Public Function Levenshtein(str1 As String, str2 As String) As Integer
On Error GoTo ErrHandler
    Dim arrLev, intLen1 As Integer, intLen2 As Integer, i As Integer
    Dim j, arrStr1, arrStr2, intMini As Integer

    intLen1 = Len(str1)
    ReDim arrStr1(intLen1 + 1)
    intLen2 = Len(str2)

    ReDim arrStr2(intLen2 + 1)
    ReDim arrLev(intLen1 + 1, intLen2 + 1)

    arrLev(0, 0) = 0
    For i = 1 To intLen1
        arrLev(i, 0) = i
        arrStr1(i) = Mid(str1, i, 1)
    Next

    For j = 1 To intLen2
        arrLev(0, j) = j
        arrStr2(j) = Mid(str2, j, 1)
    Next

    For j = 1 To intLen2
        For i = 1 To intLen1
            If arrStr1(i) = arrStr2(j) Then
                arrLev(i, j) = arrLev(i - 1, j - 1)
            Else
                intMini = arrLev(i - 1, j) 'deletion
                If intMini > arrLev(i, j - 1) Then intMini = arrLev(i, j - 1) 'insertion
                If intMini > arrLev(i - 1, j - 1) Then intMini = arrLev(i - 1, j - 1) 'deletion

                arrLev(i, j) = intMini + 1
            End If
        Next
    Next

    Levenshtein = arrLev(intLen1, intLen2)
    Exit Function

ErrHandler:
    MsgBox Err.Description
    Exit Function
End Function

#4


0  

You could use the Soundex2 algorithm to match similar-sounding words. This SO post has some pointers on soundex in VBA.
Note that the algorithm relies on characteristics predominantly found in English.

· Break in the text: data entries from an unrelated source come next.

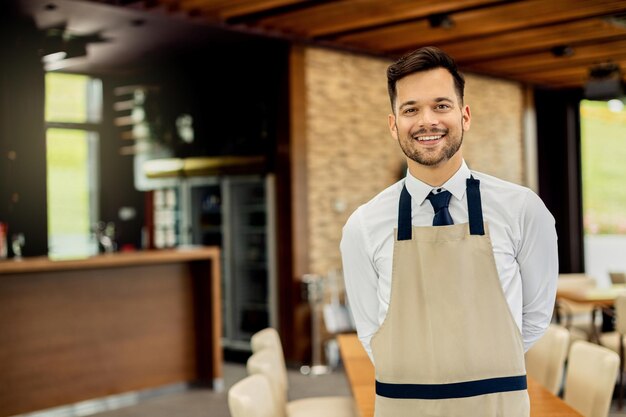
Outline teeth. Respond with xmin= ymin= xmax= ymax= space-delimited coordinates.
xmin=417 ymin=135 xmax=441 ymax=141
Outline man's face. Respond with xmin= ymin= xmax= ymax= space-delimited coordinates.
xmin=389 ymin=68 xmax=470 ymax=167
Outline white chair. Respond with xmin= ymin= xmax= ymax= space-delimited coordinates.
xmin=563 ymin=341 xmax=619 ymax=417
xmin=599 ymin=295 xmax=626 ymax=410
xmin=555 ymin=274 xmax=601 ymax=346
xmin=525 ymin=324 xmax=569 ymax=395
xmin=228 ymin=375 xmax=279 ymax=417
xmin=246 ymin=328 xmax=358 ymax=417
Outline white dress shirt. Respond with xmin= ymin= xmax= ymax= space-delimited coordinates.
xmin=341 ymin=161 xmax=558 ymax=358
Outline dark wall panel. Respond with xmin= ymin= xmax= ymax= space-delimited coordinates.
xmin=535 ymin=89 xmax=585 ymax=273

您可以使用Soundex2算法来匹配类似发音的单词。这个SO帖子对VBA中的soundex有一些指示。请注意,该算法依赖于主要在英语中发现的特征。

#1


0  

The concept you are looking for is called "full text search".

您正在寻找的概念称为“全文搜索”。

I'm not a 100 % sure, but I think that is it not native in Excel nor VBA. To my best knowledge not even MS Access supports this.

我不是100%肯定,但我认为这不是Excel中的本机,也不是VBA。据我所知,甚至MS Access都不支持此功能。

Check out the Add-In suggested by Alex K or look at embedding a real database in your app.

查看Alex K建议的加载项,或者查看在您的应用中嵌入真实数据库。

#2


2  

YMMV of course but two things to look at are:

YMMV当然要看两件事:

Fuzzy Lookup Add-In for Excel

Excel的模糊查找加载项

... performs fuzzy matching of textual data in Microsoft Excel. It can be used to identify fuzzy duplicate rows within a single table or to fuzzy join similar rows between two different tables. The matching is robust to a wide variety of errors including spelling mistakes, abbreviations, synonyms and added/missing data.

...在Microsoft Excel中执行文本数据的模糊匹配。它可用于识别单个表中的模糊重复行,或模糊连接两个不同表之间的类似行。匹配对各种错误都很稳健,包括拼写错误,缩写,同义词和添加/缺失数据。

Calculating the Levenshtein Distance may also be useful.

计算Levenshtein距离也可能有用。

#3


1  

Here is a VBA implementation of the Levenshein Distance. You can adjust the threshold to fit your needs.

这是Levenshein距离的VBA实现。您可以调整阈值以满足您的需求。

Public Function Levenshtein(str1 As String, str2 As String) As Integer
On Error GoTo ErrHandler
    Dim arrLev, intLen1 As Integer, intLen2 As Integer, i As Integer
    Dim j, arrStr1, arrStr2, intMini As Integer

    intLen1 = Len(str1)
    ReDim arrStr1(intLen1 + 1)
    intLen2 = Len(str2)

    ReDim arrStr2(intLen2 + 1)
    ReDim arrLev(intLen1 + 1, intLen2 + 1)

    arrLev(0, 0) = 0
    For i = 1 To intLen1
        arrLev(i, 0) = i
        arrStr1(i) = Mid(str1, i, 1)
    Next

    For j = 1 To intLen2
        arrLev(0, j) = j
        arrStr2(j) = Mid(str2, j, 1)
    Next

    For j = 1 To intLen2
        For i = 1 To intLen1
            If arrStr1(i) = arrStr2(j) Then
                arrLev(i, j) = arrLev(i - 1, j - 1)
            Else
                intMini = arrLev(i - 1, j) 'deletion
                If intMini > arrLev(i, j - 1) Then intMini = arrLev(i, j - 1) 'insertion
                If intMini > arrLev(i - 1, j - 1) Then intMini = arrLev(i - 1, j - 1) 'deletion

                arrLev(i, j) = intMini + 1
            End If
        Next
    Next

    Levenshtein = arrLev(intLen1, intLen2)
    Exit Function

ErrHandler:
    MsgBox Err.Description
    Exit Function
End Function

#4


0  

You could use the Soundex2 algorithm to match similar-sounding words. This SO post has some pointers on soundex in VBA.
Note that the algorithm relies on characteristics predominantly found in English.

您可以使用Soundex2算法来匹配类似发音的单词。这个SO帖子对VBA中的soundex有一些指示。请注意,该算法依赖于主要在英语中发现的特征。